Mustang, un superbe film féministe

Mustang, une des révélations de l’édition 2015 du Festival de Cannes, est à l’affiche en Belgique. Ce film franco-turc décrit le combat de cinq sœurs contre la tradition patriarcale et la violence que les femmes turques subissent encore aujourd’hui.

C’est le début de l’été, l’école est finie et les vacances peuvent enfin commencer. Avant de rentrer à la maison, les cinq héroïnes du film, cinq sœurs (entre 11 et 17 ans), se rendent à la plage où elles se jettent habillées dans la mer et y jouent avec des garçons pour se livrer à des batailles de cheval.

Avec cette baignade, on s’attend à voir un film sur l’adolescence et l’éveil à la féminité dans la lignée de Diabolo menthe. Fausse piste car l’action dans laquelle se situe Mustang est un village reculé de Turquie sur les rives de la Mer noire dans la région de Trabzon.

Cette baignade innocente déclenche alors un scandale aux conséquences inattendues : les mégères du village veillent, scrutent et rapportent ce qu’elles ont vu dans leurs ragots déformés et plein de fiel : les filles se seraient frottées l’entrejambe contre la nuque des garçons lors de la baignade.

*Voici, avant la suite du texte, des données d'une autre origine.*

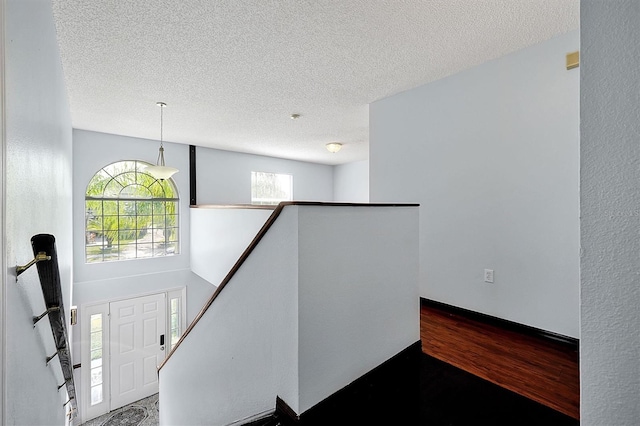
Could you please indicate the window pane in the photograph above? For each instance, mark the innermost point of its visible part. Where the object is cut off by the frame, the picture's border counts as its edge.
(168, 189)
(127, 251)
(143, 208)
(96, 376)
(110, 207)
(114, 228)
(170, 248)
(172, 207)
(171, 234)
(172, 220)
(144, 250)
(271, 188)
(96, 340)
(96, 395)
(127, 207)
(96, 322)
(112, 189)
(93, 208)
(143, 221)
(127, 236)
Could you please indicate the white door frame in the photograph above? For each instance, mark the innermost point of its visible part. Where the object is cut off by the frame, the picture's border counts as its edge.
(86, 310)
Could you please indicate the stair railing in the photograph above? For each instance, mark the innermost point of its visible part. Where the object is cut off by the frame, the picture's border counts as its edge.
(46, 261)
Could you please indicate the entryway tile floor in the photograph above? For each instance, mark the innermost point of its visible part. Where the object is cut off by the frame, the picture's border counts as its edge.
(140, 413)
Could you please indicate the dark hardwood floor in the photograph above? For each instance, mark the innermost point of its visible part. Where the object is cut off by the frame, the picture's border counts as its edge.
(537, 368)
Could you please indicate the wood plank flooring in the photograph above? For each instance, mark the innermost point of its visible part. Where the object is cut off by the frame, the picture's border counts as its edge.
(542, 370)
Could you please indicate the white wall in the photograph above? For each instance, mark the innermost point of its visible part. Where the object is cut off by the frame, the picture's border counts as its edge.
(357, 293)
(351, 182)
(301, 319)
(37, 200)
(491, 154)
(610, 229)
(245, 347)
(224, 177)
(219, 236)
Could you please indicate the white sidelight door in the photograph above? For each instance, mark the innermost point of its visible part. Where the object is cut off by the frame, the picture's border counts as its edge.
(137, 347)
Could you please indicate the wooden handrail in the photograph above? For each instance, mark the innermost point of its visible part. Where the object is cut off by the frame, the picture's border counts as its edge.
(261, 233)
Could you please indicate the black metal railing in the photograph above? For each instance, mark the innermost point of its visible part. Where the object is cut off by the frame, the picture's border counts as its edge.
(46, 260)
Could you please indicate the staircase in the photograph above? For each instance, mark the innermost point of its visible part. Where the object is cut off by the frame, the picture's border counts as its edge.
(314, 312)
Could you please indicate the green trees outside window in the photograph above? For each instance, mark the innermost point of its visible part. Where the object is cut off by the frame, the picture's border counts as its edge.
(129, 214)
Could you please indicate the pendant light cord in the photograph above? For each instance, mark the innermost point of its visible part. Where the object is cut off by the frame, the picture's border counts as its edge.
(160, 161)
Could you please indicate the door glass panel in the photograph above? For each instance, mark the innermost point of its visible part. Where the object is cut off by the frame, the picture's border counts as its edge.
(96, 358)
(175, 321)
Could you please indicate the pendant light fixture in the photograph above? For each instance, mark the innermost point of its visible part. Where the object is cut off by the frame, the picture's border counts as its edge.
(333, 147)
(160, 171)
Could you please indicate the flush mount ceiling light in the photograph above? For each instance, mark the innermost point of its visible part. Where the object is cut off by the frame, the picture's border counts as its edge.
(160, 171)
(333, 147)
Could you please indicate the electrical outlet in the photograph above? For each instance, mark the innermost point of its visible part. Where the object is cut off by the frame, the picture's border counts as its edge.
(488, 275)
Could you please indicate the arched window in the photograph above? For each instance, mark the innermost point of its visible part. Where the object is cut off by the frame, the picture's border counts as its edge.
(129, 214)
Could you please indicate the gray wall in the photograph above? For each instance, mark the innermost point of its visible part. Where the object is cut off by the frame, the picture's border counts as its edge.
(351, 182)
(610, 200)
(224, 177)
(37, 200)
(491, 154)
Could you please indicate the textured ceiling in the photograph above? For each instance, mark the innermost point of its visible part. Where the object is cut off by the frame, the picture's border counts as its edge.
(233, 71)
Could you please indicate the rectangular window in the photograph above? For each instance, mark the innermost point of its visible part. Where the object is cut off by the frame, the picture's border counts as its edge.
(271, 188)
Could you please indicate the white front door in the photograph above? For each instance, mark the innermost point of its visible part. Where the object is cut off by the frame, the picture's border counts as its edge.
(137, 347)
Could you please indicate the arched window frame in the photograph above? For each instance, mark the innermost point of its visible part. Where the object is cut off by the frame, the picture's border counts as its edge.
(129, 214)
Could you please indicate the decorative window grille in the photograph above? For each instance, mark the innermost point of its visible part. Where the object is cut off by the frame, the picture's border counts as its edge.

Et l’été qui devait être agréable se transforme en véritable purgatoire. La maison familiale devient progressivement une prison où il est question de dresser ces cinq orphelines élevées par une grand-mère soucieuse du qu’en-dira-t-on et des convenances traditionnelles et d’un oncle violent, machiste et obsédé par l’honneur qu’il érige en valeur suprême.

On leur impose alors des cours de pratiques ménagères et au fur et à mesure, le mariage (arrangé) de ces filles s’impose comme leur horizon indépassable.

Seulement, les cinq sœurs, animées par un même désir de liberté, détournent les limites qui leur sont imposées et ne baissent pas la garde. Ce sont des mustangs qu’on ne dresse pas.

Elles ont compris que le temps de l’innocence et de l’insouciance est révolu. Deux d’entre elles, les aînées, se soumettent mais les trois autres n’acceptent pas le sort qu’on leur réserve. Elles résistent, chacune à sa manière.

Ce premier film de Deniz Gamze Ergüven dénonce sans misérabilisme le patriarcat et le conservatisme de la société turque où le nombre de faits de violence contre les femmes n’a fait qu’augmenter ces dernières années.

Et ce ne sont pas les déclarations des responsables politiques turcs qui contribueront à faire évoluer les mentalités : « Notre religion [l’islam] a défini une place pour les femmes : la maternité », a déclaré en novembre 2014 Recep Tayyip Erdogan devant un parterre très largement féminin, estimant que les femmes ne pouvaient pas être naturellement égales aux hommes. Le Président turc a ainsi assuré qu’hommes et femmes ne pouvaient pas être traités de la même façon « parce que c’est contre la nature humaine ». Et d’ajouter : « Leur caractère, leurs habitudes et leur physique sont différents (…). Vous ne pouvez pas mettre sur un même pied une femme qui allaite son enfant et un homme. (…) Vous ne pouvez pas demander à une femme de faire tous les types de travaux qu’un homme fait, comme c’était le cas dans les régimes communistes (…) ; c’est contraire à leur nature délicate ».

« Une femme doit conserver une droiture morale, elle ne doit pas rire fort en public », a affirmé sans rire le vice-Premier ministre turc, Bulent Arinç en juillet 2014. Pourtant Nur, Selma, Ece, Sonay et Lale, la benjamine, qui nous livre le récit de ce drame, rient et s’esclaffent. Elles sont pleines de vie et ne supportent le dressage et les robes informes et « couleur caca », qu’on leur impose.

« Je voulais raconter ce signifie être une fille et une femme en Turquie », expliquait la réalisatrice de Mustang, Deniz Gamze Ergüven, lors de la présentation de son film à la Quinzaine des réalisateurs du Festival de Cannes en mai dernier. « Mon point de vue de femme vivant entre la France et la Turquie m’a permis de ressentir cette espèce de corsetage de la femme en Turquie. Je ressentais aussi une urgence de prise de parole parce que la place des femmes est centrale dans le débat public en Turquie. Et les premières concernées se font peu entendre en comparaison avec un gouvernement conservateur qui s’exprime beaucoup sur ce sujet ».

Le pari est réussi. C’est avec beaucoup de talent que cette jeune réalisatrice a traité ce sujet difficile sans jamais négliger l’esthétique, la sensualité ni l’humour.